Wie kann man folgendes Beispiel sinnvoll programmieren?

Ich habe einen Ball, der soll immer da gemalt werden wo die Maus ist, sobald ich klicke bleibt er an dieser Stelle.


Die Maus-Technik ist mir bekannt, allerding wie male ich das Ganze???

Benötige ich dafür 2 Images, praktich 1 mal für alle gemalten,  1 mal als "Vorschau" für die Maus???

Es muss ja bei jeder Mausbewegung neu gemalt werden, aber das braucht doch sehr viel Speicher oder?

Vielen Dank


----------



## ARadauer (21. Apr 2008)

> Benötige ich dafür 2 Images, praktich 1 mal für alle gemalten, 1 mal als "Vorschau" für die Maus???
> 
> Es muss ja bei jeder Mausbewegung neu gemalt werden, aber das braucht doch sehr viel Speicher oder?


nein, du erstellt ja nicht x images.

du hast eine JComponent oder ein JFrame in dem du die paint Methode überschreibst. darin zeichnest du deinen kreis. wird die maus bewegt, änderst du die koordinaten von deinem kreis und rufst ein repaint auf, dann wird der kreis neu gezeichent (paint methode) wann und  wie oft diese methode aufgerufen wird, das entscheidet java....


----------



## Maeher (21. Apr 2008)

Anonymous hat gesagt.:
			
		

> Es muss ja bei jeder Mausbewegung neu gemalt werden, aber das braucht doch sehr viel Speicher oder?

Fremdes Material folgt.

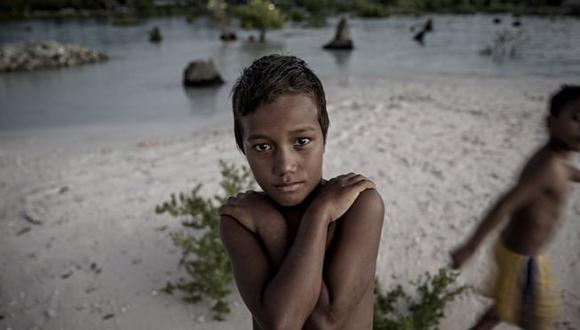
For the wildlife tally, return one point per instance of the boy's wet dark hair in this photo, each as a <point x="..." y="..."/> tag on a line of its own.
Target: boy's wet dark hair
<point x="567" y="93"/>
<point x="272" y="76"/>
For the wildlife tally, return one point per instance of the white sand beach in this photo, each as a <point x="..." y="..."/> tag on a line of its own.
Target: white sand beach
<point x="82" y="248"/>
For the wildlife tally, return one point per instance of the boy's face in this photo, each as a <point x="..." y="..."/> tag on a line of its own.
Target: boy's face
<point x="284" y="145"/>
<point x="565" y="127"/>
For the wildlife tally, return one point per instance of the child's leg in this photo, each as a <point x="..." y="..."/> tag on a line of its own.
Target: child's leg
<point x="487" y="321"/>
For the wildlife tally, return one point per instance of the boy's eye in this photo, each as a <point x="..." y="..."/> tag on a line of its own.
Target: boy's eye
<point x="302" y="141"/>
<point x="261" y="147"/>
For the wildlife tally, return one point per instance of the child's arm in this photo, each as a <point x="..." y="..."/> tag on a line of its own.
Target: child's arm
<point x="574" y="174"/>
<point x="285" y="297"/>
<point x="506" y="204"/>
<point x="350" y="268"/>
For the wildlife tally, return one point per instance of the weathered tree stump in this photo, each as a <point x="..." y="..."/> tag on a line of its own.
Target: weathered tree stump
<point x="342" y="39"/>
<point x="201" y="74"/>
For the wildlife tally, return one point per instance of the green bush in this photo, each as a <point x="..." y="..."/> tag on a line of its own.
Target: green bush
<point x="421" y="311"/>
<point x="261" y="15"/>
<point x="203" y="255"/>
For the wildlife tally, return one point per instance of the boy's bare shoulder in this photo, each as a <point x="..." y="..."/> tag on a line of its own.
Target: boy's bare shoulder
<point x="542" y="167"/>
<point x="369" y="204"/>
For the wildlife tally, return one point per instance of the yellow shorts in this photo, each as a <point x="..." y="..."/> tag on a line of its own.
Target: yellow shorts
<point x="524" y="289"/>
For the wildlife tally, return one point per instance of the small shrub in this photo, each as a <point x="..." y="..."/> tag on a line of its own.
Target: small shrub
<point x="398" y="310"/>
<point x="203" y="255"/>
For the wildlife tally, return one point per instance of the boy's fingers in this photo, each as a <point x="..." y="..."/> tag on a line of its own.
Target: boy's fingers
<point x="364" y="184"/>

Naja, häufiges Neuzeichen erhöht den Speicherverbrauch nicht unbedingt.
Ich würde für diese Aufgabe bei Klicks in ein BufferedImage zeichnen und bei Mausbewegungen die aktuellen Koordinaten ermitteln und repaint() aufrufen. In deiner Zeichenmethode zeichnest du dann dein aktuelles Hintergrundbild und deinen Ball.
Die Vorschau jedes Mal zuerst manuell in ein Bild zu zeichnen lohnt sich normalerweiße nicht (zumindest Swing macht das intern automatisch um Flackern zu vermeiden).


----------



## ARadauer (21. Apr 2008)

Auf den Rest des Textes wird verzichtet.